TRAILS Deliverable 4.1 - Personalised Trails and Learner Profiling within e-Learning Environments (31/12/2004)
This deliverable focuses on personalisation and personalised trails. We begin by introducing and defining the concepts of personalisation and personalised trails. Personalisation requires that a user profile be stored, and so we assess currently available standard profile schemas and discuss the requirements for a profile to support personalised learning. We then review techniques for providing personalisation and some systems that implement these techniques, and discuss some of the issues around evaluating personalisation systems. We look especially at the use of learning and cognitive styles to support personalised learning, and also consider personalisation in the field of mobile learning, which has a slightly different take on the subject, and in commercially available systems, where personalisation support is found to currently be only at quite a low level. We conclude with a summary of the lessons to be learned from our review of personalisation and personalised trails.

TRAILS Deliverable 4.2 - Collaborative trails in e-Learning environments (31/12/2004)

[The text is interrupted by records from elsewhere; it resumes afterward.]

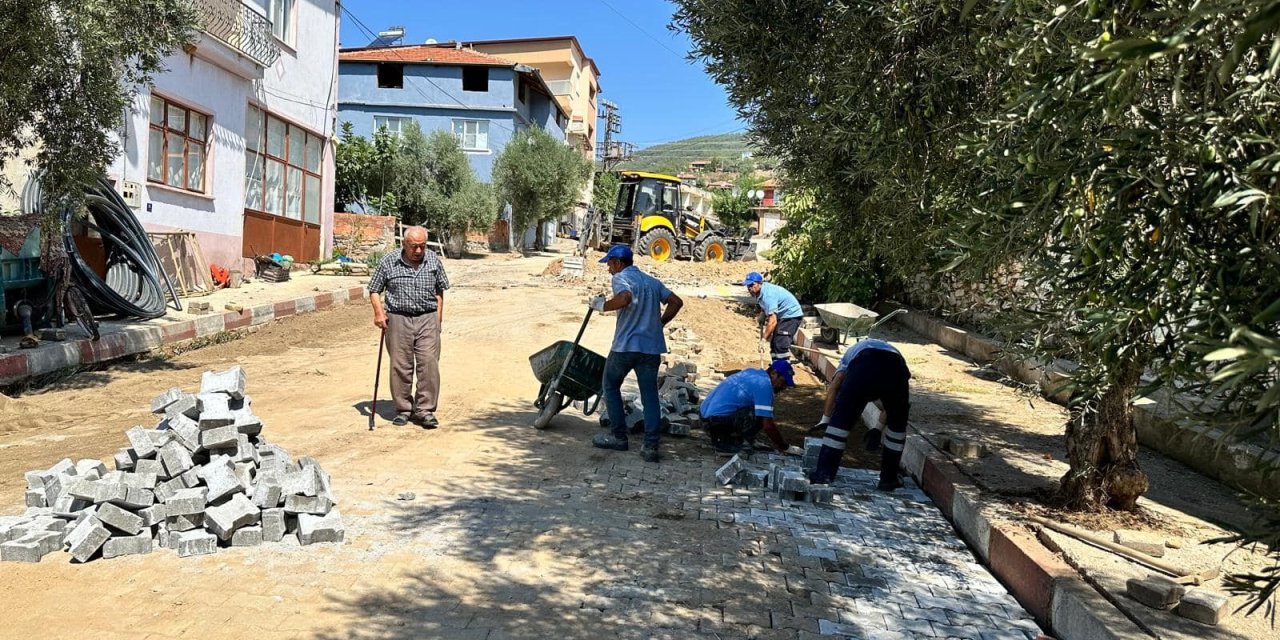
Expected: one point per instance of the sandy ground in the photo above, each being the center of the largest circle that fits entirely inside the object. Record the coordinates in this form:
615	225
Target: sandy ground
311	376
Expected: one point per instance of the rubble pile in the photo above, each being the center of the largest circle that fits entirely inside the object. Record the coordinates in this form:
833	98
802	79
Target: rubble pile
201	479
785	475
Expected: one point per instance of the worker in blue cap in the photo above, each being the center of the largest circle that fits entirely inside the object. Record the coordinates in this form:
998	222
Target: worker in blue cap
644	306
782	315
741	406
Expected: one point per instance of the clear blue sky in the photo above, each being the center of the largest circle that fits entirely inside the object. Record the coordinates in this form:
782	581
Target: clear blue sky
643	68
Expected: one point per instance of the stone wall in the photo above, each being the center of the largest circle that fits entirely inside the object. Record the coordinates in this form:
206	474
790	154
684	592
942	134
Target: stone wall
359	236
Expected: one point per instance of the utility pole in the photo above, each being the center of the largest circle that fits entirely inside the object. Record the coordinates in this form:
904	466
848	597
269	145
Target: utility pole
611	152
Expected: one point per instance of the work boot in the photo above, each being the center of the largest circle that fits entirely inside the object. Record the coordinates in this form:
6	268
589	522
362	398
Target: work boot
871	439
608	442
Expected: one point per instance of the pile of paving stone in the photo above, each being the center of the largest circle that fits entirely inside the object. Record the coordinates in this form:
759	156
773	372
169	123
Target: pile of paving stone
785	475
201	479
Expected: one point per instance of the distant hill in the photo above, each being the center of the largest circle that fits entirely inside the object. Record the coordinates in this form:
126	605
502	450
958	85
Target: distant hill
675	156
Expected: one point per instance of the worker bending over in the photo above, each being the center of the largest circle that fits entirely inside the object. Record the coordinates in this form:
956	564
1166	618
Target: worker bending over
874	373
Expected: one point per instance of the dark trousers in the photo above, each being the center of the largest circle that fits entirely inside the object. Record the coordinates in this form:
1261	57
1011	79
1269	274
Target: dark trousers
873	375
616	369
784	334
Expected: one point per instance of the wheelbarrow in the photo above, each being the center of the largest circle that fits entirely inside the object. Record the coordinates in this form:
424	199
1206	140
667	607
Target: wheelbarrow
844	319
568	374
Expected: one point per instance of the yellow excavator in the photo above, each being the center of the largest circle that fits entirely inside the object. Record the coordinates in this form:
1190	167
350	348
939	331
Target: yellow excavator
649	216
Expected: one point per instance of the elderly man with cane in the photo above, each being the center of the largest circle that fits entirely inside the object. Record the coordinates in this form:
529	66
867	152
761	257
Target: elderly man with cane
407	293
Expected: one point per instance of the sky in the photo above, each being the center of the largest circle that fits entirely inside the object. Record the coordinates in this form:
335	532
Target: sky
661	95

This deliverable focuses on collaboration within groups of learners, and hence collaborative trails. We begin by reviewing the theoretical background to collaborative learning and looking at the kinds of support that computers can give to groups of learners working collaboratively, and then look more deeply at some of the issues in designing environments to support collaborative learning trails and at tools and techniques, including collaborative filtering, that can be used for analysing collaborative trails. We then review the state-of-the-art in supporting collaborative learning in three different areas – experimental academic systems, systems using mobile technology (which are also generally academic), and commercially available systems. The final part of the deliverable presents three scenarios that show where technology that supports groups working collaboratively and producing collaborative trails may be heading in the near future.